As the government has failed to give any advice on gas prices within the stipulated time, the Oil and Gas Regulatory Authority (Ogra) has decided to announce a 13.55 per cent increase in the tariff for all gas consumers on Monday.
Earlier, the Ministry of Petroleum and Natural Resources had moved a summary to the Economic Coordination Committee (ECC) in a meeting held in the first week of July, seeking approval for increase in gas prices from 10 to 100 per cent. ECC approved an increase of 13.55 per cent for all categories of consumers as determined by Ogra, but directed the ministry to get the go-ahead from the prime minister or cabinet for a further increase.
Ogra has determined a tariff increase of 13.55 per cent for all types of gas consumers in its decision on petitions filed by Sui Northern Gas Pipelines Limited (SNGPL) and Sui Southern Gas Company (SSGC). Under Ogra ordinance, the government is bound to give advice on new prices in 40 days and if it fails, Ogra’s decisions are implemented.
A senior Ogra official said the authority was not required to seek advice of the government to implement decisions relating to gas prices of utilities. However, Ogra seeks consent of the government due to the cross-subsidy mechanism.

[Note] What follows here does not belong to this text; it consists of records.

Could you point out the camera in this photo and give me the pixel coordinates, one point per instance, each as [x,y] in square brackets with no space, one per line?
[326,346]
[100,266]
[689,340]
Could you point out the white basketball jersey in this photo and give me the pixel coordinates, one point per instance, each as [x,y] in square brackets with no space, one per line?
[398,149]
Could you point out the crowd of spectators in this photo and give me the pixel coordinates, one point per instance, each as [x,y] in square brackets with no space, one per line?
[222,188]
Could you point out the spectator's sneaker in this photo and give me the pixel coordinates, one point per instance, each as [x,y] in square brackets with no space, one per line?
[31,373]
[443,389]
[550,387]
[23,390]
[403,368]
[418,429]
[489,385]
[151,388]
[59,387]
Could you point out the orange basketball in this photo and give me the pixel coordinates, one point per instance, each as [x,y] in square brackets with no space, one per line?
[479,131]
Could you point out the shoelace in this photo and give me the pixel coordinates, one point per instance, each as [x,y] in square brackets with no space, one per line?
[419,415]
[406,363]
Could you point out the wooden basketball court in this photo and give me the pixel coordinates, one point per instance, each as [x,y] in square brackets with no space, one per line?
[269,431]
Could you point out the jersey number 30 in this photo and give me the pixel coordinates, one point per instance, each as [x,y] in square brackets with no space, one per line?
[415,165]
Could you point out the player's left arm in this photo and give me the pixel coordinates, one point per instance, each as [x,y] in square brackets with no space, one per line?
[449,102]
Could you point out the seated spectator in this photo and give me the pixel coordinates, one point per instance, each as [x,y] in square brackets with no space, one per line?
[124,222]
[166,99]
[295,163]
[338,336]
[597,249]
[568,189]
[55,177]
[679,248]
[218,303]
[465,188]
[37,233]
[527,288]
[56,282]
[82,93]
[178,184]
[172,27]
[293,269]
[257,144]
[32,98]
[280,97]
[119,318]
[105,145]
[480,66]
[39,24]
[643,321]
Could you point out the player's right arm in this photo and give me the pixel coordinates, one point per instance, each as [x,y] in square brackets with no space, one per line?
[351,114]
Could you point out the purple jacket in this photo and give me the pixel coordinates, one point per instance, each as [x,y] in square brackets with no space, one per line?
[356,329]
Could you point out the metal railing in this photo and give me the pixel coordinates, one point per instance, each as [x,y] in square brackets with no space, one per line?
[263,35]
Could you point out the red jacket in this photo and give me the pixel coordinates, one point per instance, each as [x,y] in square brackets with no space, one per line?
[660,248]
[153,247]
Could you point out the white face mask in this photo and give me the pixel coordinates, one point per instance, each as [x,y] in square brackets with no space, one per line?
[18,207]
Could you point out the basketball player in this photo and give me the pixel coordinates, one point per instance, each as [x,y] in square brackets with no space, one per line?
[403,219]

In its revised summary moved to ECC, the petroleum ministry proposed increase in gas tariff in the range of 13.55 to 96.06 per cent. However, ECC is yet to take a decision.
Under the revised proposal, gas price for compressed natural gas (CNG) stations may rise by 16.73 per cent against earlier recommendation for 69.06 per cent. The price was revised downwards in an attempt to pacify some ministers, who had strongly opposed the proposed mammoth increase, arguing it would lead to collapse of the CNG industry.
All Pakistan CNG Association (APCNGA) had also threatened a countrywide protest drive, but after the petroleum ministry’s intervention they withdrew their protest call. If ECC approves, CNG price will become equal to 55 per cent of petrol price against earlier proposal for 65 per cent.
Besides CNG stations, the ministry proposed a 96.06 per cent increase in price of gas being used as feedstock by old fertiliser plants to gradually reduce cross-subsidy being paid by textile and other industries. However, no increase in gas price was recommended for new fertiliser plants.
For other sectors including domestic, commercial, industrial and power plants, a tariff increase of 13.55 per cent had been recommended.
Published in The Express Tribune, August 7th, 2011.